The online crypto casino, which had already been grappling with a security breach involving suspicious outflows, found itself at the center of a more significant crisis on September 4, 2023. According to the FBI, the Lazarus Group, also known as APT38, orchestrated the heist, moving the stolen funds across multiple blockchain networks, including Ethereum, Binance Smart Chain, and Polygon.
A year of unprecedented cybercrime: Lazarus Group’s trail of theft
The Stake.com incident is not an isolated event but part of a series of cryptocurrency heists executed by the Lazarus Group in 2023. The group has been responsible for pilfering over $200 million in various cryptocurrency thefts this year alone.
Notable among these are the thefts of approximately $60 million from Alphapo and CoinsPaid on July 22, followed by another haul of around $100 million from Atomic Wallet on June 2. The FBI’s investigation has unveiled a web of illicit activities, highlighting the urgency for enhanced cybersecurity measures and international cooperation to combat such cybercrimes.
The aftermath: Sanctions and cybersecurity advisories
The U.S. Department of Treasury’s Office of Foreign Assets Control (OFAC) had already imposed sanctions on the Lazarus Group in 2019. However, this has not deterred the group from continuing its illicit activities.
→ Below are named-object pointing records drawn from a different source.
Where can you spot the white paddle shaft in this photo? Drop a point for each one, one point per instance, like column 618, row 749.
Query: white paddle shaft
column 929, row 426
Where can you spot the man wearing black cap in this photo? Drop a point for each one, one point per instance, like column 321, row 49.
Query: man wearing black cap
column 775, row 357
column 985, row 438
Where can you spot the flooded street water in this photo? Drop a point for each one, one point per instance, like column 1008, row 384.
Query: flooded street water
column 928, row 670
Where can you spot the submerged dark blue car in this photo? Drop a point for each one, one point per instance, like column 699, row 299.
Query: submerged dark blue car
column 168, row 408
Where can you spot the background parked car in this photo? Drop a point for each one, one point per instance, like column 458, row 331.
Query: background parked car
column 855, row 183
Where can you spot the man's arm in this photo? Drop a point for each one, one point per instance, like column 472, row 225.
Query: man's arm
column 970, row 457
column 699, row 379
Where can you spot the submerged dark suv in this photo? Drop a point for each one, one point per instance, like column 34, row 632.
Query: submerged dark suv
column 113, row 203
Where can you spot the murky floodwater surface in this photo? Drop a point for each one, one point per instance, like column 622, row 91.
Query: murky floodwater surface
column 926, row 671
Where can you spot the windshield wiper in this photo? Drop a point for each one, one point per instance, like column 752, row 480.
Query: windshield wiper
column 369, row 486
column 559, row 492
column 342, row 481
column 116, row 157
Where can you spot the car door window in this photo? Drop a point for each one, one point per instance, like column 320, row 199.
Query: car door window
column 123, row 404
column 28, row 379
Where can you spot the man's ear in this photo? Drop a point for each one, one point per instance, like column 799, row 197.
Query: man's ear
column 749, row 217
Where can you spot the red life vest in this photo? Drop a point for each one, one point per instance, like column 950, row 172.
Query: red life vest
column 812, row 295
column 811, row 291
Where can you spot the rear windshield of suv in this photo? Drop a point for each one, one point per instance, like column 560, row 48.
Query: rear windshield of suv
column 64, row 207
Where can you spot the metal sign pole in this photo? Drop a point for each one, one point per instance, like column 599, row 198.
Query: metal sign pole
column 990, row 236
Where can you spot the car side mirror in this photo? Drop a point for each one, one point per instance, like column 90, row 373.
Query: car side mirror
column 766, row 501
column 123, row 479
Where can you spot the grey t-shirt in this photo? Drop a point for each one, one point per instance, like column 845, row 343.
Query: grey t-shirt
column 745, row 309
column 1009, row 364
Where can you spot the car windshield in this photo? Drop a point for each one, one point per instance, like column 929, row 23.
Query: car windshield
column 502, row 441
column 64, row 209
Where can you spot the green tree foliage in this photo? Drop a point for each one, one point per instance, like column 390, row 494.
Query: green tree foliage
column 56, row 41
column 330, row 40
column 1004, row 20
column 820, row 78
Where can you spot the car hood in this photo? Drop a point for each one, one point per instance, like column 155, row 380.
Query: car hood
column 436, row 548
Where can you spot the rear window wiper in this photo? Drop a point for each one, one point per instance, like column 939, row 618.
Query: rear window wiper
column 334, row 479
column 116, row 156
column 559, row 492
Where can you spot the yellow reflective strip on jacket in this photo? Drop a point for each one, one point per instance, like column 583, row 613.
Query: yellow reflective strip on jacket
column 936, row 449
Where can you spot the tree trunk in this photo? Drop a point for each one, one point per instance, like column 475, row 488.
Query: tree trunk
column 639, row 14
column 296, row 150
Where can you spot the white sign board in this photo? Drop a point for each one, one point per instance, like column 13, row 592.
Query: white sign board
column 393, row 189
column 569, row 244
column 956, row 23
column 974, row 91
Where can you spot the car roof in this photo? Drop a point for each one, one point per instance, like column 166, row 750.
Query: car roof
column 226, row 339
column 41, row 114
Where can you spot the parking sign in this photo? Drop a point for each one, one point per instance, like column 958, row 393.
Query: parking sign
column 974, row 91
The FBI has also issued a cybersecurity advisory urging caution, particularly for private sector entities that might be vulnerable to transactions directly with or derived from the addresses associated with the stolen funds.
Founded in 2017, Stake.com rapidly became the largest online crypto casino, focusing primarily on sports betting and casino games like blackjack, roulette, and slots. The platform distinguishes itself by exclusively using cryptocurrencies for transactions, supporting 18 cryptocurrencies, including Bitcoin, Ethereum, Dogecoin, and Ripple. The heist marks another chapter in the ongoing saga of cybercrime, emphasizing the need for robust cybersecurity infrastructures.